Design Note: If RotatingLine inherited Thing, it would not need to have its own draw/undraw functions.
- Write a refresh method for RotatingLine
The next step is to write a refresh method for the RotatingLine class. The refresh method is similar to the Ball and Block classes: it recreates the visual representation based on the current state of the object. The difference is that the render method updates the vis list.
- Save the current value of self.drawn to a local variable (e.g. drawn)
- If the object is drawn (i.e. drawn is True), call self.undraw()
- Call the render method
- If the object is drawn, call self.draw(self.win)
In the __init__ method, add a call to the refresh function as the last thing in the function.
- Write getAngle and setAngle functions
Create two accessor functions: setAngle and getAngle. The getAngle function should return the current value of self.angle.
The setAngle function should update the value of self.angle, but it also needs to redraw the line if it has already been drawn. After updating the value of self.angle, it should call the refresh method.
- Test the RotatingLine
Once you have completed these steps, it's time to test. Use the following code (which is a function you should add to the file--not a method to add to the class--and run it. You should get a short line in the middle of the window that rotates.
def test1(): win = gr.GraphWin('line thingy', 500, 500, False) line = RotatingLine(win, 25, 25, 10) line.draw() while win.checkMouse() == None: line.setAngle( line.getAngle() + 3) time.sleep(0.08) win.update() win.getMouse() win.close() if __name__ == "__main__": test1()
- Write a rotate method to orient the line
Create a rotate method in the RotatingLine class. This should take in self and one parameter, which is the amount to rotate relative to the current orientation. This function is almost identical to the setAngle function, except that you want to increment the angle by the argument, not replace it. Then call the refresh method.
Update your test function to use line.rotate() instead of line.setAngle() to modify the orientation of the line and try it again. The argument to line.rotate should be just the incremental amount to change the angle (e.g. 3).

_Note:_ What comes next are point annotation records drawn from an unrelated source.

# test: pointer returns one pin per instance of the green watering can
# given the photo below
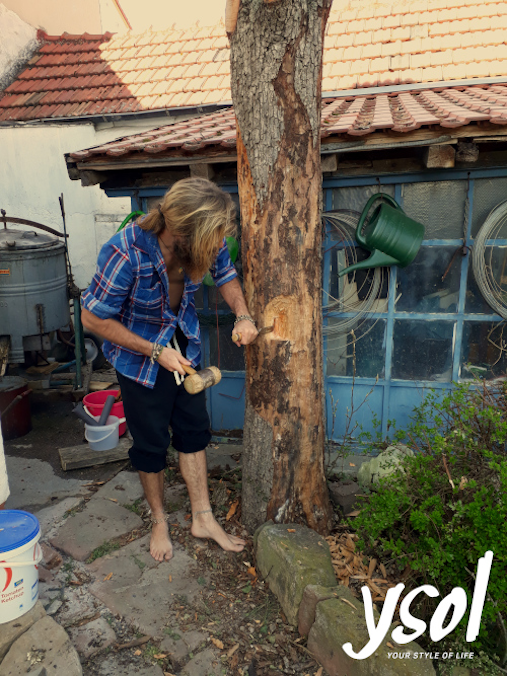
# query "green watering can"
(391, 236)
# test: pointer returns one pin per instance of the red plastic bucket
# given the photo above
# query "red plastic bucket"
(95, 401)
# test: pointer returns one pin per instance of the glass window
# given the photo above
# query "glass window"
(422, 349)
(488, 192)
(349, 292)
(356, 198)
(420, 285)
(366, 348)
(223, 352)
(439, 206)
(475, 303)
(483, 352)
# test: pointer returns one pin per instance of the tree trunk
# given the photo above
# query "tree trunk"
(276, 66)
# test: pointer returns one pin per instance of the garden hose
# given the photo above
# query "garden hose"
(482, 259)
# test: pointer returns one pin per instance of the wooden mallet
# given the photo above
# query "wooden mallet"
(197, 381)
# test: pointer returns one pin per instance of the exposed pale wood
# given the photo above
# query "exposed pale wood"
(147, 162)
(276, 65)
(202, 170)
(467, 152)
(99, 385)
(77, 457)
(439, 157)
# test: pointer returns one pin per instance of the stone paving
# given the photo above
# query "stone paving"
(87, 609)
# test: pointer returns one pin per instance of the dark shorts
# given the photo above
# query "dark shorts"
(150, 413)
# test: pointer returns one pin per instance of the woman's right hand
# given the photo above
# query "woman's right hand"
(172, 360)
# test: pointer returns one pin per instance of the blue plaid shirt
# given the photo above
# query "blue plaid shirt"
(131, 286)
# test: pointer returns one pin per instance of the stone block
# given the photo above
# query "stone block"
(337, 623)
(343, 493)
(290, 557)
(45, 644)
(385, 464)
(101, 521)
(92, 638)
(78, 605)
(11, 631)
(115, 665)
(124, 487)
(312, 595)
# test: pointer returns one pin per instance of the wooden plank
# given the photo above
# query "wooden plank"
(202, 170)
(439, 157)
(98, 385)
(77, 457)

If you want to have the line rotate around a different point, create a setAnchor method that lets you specify the anchor point. (Or make use of the Ax, Ay parameters to the constructor.) Then put the call self.setAnchor( 20, 25 ) before the loop starts. When you run your test function, the line should appear to rotate around its left endpoint. Explore other anchor points and make sure this makes sense.
When you are done with the lab exercises, you may begin the project.